Corporate Pride has become a behemoth, with rainbow logos, and an unnecessary focus on constant consumption to show your loyalty to the community. This does very little for the actual needs of the community, and creates a hyper-focus from media outlets outside of the LGBTQIA+ community, suggesting that all we want is a naff rainbow t-shirt. I am all for participation in Pride, but for it to be representative of its roots, and more inclusive, the people involved have to understand there is just as much to fight for – if not more in the light of increased activity of organisations like LGB alliance – as well as the celebration. Just as the first official pride march in 1970 pushed black and brown gender non-conforming people to the side, the current movement is just as exclusive, and this needs to change. We need to prioritise inclusion and acceptance – which is an LGBTQIA+ internal issue too and recognise the power of a united community for us to be able to evolve and create more change. Pride is often confused, and seen as an indulgent display of sexuality and ‘love is love’ messaging. The origins of pride come from an uprising, a backlash to discriminatory behaviour. It’s not about who threw the first brick at Stonewall – no one knows anyway – it’s about seeing the missing rights that still exist in our society. We have come so far, yet still don’t have universal rights for all queer people, trans and intersex people are still suffering from poor governance, and terrible legislation. So Pride to me is a very poignant reminder each year, of just how much more work needs to be done. It has such importance to the community, that every year we must remember that until we’re all free- none of us are free.
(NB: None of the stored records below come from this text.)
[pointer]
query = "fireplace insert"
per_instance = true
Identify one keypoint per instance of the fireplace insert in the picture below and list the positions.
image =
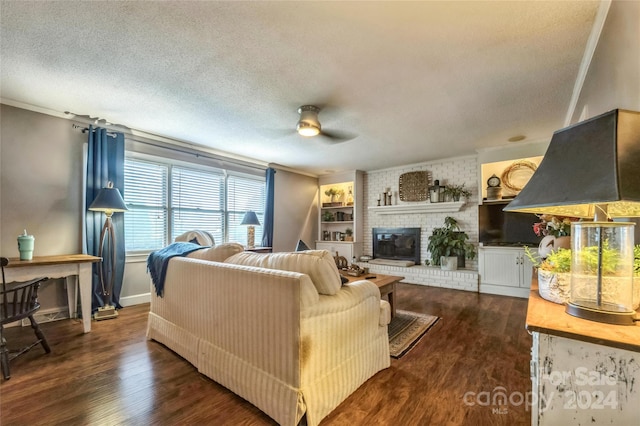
(397, 244)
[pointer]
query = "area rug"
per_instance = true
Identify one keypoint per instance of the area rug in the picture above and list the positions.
(406, 329)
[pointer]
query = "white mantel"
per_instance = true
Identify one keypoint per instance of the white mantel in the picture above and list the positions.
(408, 208)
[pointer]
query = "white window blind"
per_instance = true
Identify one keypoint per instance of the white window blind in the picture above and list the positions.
(244, 194)
(166, 200)
(145, 194)
(197, 202)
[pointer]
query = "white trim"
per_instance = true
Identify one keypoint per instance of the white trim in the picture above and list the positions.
(136, 299)
(592, 43)
(522, 292)
(453, 206)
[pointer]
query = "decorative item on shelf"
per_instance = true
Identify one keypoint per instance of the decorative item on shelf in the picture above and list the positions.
(602, 264)
(449, 263)
(436, 192)
(494, 190)
(348, 234)
(449, 240)
(414, 186)
(334, 194)
(328, 216)
(250, 219)
(25, 245)
(518, 174)
(456, 191)
(386, 195)
(350, 196)
(108, 201)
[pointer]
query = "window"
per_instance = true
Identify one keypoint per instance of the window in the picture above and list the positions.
(166, 199)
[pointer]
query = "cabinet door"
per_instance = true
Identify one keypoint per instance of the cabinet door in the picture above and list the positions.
(502, 267)
(527, 271)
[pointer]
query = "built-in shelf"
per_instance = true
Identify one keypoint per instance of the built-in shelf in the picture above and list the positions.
(336, 222)
(453, 206)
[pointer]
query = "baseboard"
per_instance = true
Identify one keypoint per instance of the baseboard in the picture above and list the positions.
(522, 292)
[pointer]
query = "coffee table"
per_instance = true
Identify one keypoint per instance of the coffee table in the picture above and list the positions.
(386, 284)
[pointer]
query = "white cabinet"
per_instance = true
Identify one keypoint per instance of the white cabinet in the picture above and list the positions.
(504, 270)
(340, 216)
(578, 382)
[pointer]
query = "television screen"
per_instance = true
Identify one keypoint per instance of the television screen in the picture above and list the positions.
(497, 227)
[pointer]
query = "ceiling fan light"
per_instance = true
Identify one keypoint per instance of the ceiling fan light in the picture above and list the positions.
(307, 129)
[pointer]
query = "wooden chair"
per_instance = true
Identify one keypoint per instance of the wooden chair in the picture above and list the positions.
(19, 301)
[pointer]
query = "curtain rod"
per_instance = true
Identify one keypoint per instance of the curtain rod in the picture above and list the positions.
(86, 129)
(180, 147)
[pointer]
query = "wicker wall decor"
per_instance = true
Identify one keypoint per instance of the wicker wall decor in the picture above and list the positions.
(516, 176)
(414, 186)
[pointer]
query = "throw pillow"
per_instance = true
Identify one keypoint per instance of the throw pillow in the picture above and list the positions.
(218, 253)
(318, 264)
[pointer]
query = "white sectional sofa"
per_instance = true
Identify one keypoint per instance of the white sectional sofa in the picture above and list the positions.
(280, 329)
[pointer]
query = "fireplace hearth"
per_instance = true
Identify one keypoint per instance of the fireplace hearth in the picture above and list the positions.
(397, 244)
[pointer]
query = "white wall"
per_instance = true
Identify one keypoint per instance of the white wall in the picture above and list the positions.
(613, 78)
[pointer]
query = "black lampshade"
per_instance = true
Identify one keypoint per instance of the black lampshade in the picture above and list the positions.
(108, 200)
(250, 218)
(593, 163)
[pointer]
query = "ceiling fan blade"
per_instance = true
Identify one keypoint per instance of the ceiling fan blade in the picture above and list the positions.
(337, 136)
(278, 133)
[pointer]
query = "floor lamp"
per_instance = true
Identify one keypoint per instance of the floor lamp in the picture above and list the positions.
(251, 220)
(108, 201)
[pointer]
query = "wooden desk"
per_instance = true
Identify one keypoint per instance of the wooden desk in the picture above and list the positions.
(576, 364)
(63, 266)
(386, 284)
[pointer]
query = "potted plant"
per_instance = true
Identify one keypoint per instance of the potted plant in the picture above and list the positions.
(450, 241)
(554, 280)
(456, 191)
(349, 234)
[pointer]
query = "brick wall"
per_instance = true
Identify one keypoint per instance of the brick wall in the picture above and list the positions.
(455, 171)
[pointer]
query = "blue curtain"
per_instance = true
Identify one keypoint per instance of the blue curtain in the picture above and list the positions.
(267, 230)
(105, 162)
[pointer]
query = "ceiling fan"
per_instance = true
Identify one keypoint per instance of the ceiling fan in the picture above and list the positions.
(309, 125)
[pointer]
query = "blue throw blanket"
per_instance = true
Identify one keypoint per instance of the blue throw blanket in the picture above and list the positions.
(158, 261)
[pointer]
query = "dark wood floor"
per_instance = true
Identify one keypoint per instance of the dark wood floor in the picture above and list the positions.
(113, 375)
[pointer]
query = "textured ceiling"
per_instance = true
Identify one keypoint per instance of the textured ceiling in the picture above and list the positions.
(415, 81)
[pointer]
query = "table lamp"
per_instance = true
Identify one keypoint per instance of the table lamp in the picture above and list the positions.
(591, 170)
(250, 219)
(108, 201)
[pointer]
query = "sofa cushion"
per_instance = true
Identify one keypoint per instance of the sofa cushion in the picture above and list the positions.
(318, 264)
(217, 253)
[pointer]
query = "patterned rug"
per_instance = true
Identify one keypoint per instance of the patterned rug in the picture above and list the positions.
(406, 329)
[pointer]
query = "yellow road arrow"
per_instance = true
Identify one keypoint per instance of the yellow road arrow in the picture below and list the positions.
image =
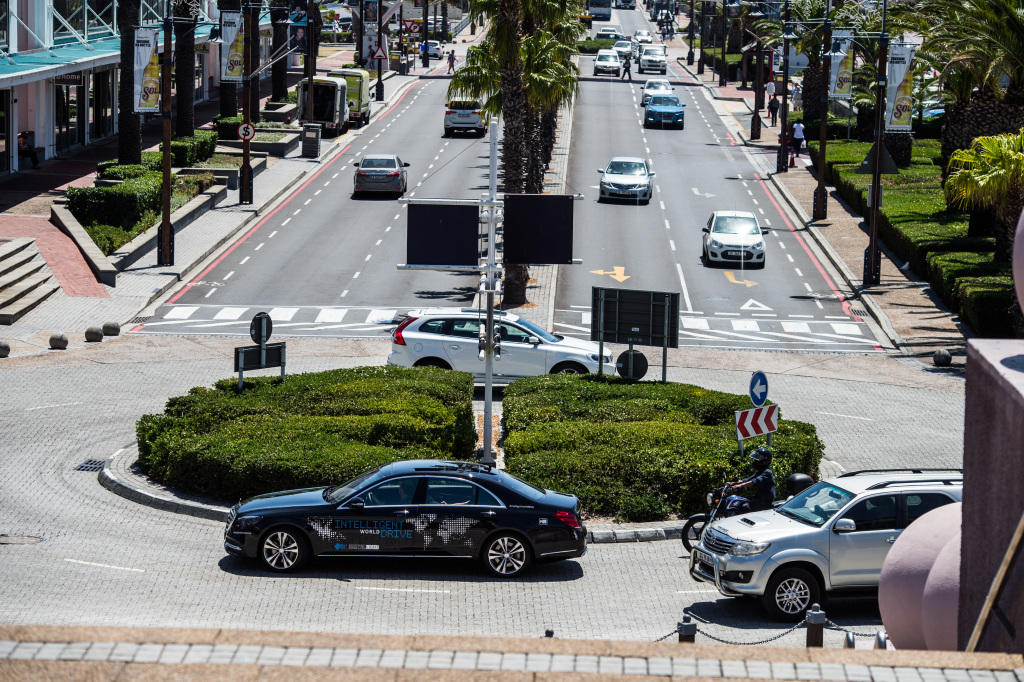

What inspired you to write The Book of Non-Binary Joy? And how does one achieve a state of Non-Binary Joy?
Coming to terms with my own gender identity has been one of the hardest and most important parts of my life and has made me the person I am today. However, it has also been one of the most isolating things I have had to do. Causing issues in relationships, family, and my day-to-day happiness. Sadly you don’t get to be non-binary on your own terms currently. People who you meet in the street are never short of critique. The next physical altercation may only be just around the corner. Hate crimes are at an all-time high in the U.K., and this isn’t just being attacked on the street. It manifests as abuse on Twitter, death threats, and hatred posted by faceless accounts online. This is a lot for any person to bear, and I wouldn’t ever want to downplay this. However, there is a clear need for more resources that exist outside the hate. This was one of my main focuses when I was creating the book of non-binary joy – I wanted a safe space for non-binary people to be able to love themselves and work out who they want to be. My work and attitude always aim to ensure young non-binary people don’t ever have to question their right to exist as their authentic selves. To achieve a state of non-binary joy is to exist despite the hostile environment we exist in. To be able to find peace and happiness. It is to exist as you wish to do so – just that and nothing else. It isn’t always easy, but there are glimpses of it every day you choose to put yourself first.

Sum up Ben Pechey in three words.
Driven Compassionate Learning

Who do you admire and respect in the world?
Trans people! To choose to honour who we are in one of the most hostile environments is a testament to how important it is to be exactly who you are. I admire the sacrifices made by trans people past that have helped us to where we are today in terms of rights like Marsha P Johnson. Trans people hold so much power, and resilience – we deserve the world.

What’s a typical day in the life of Ben Pechey?
There is no such thing as a typical day for me – and I love it that way!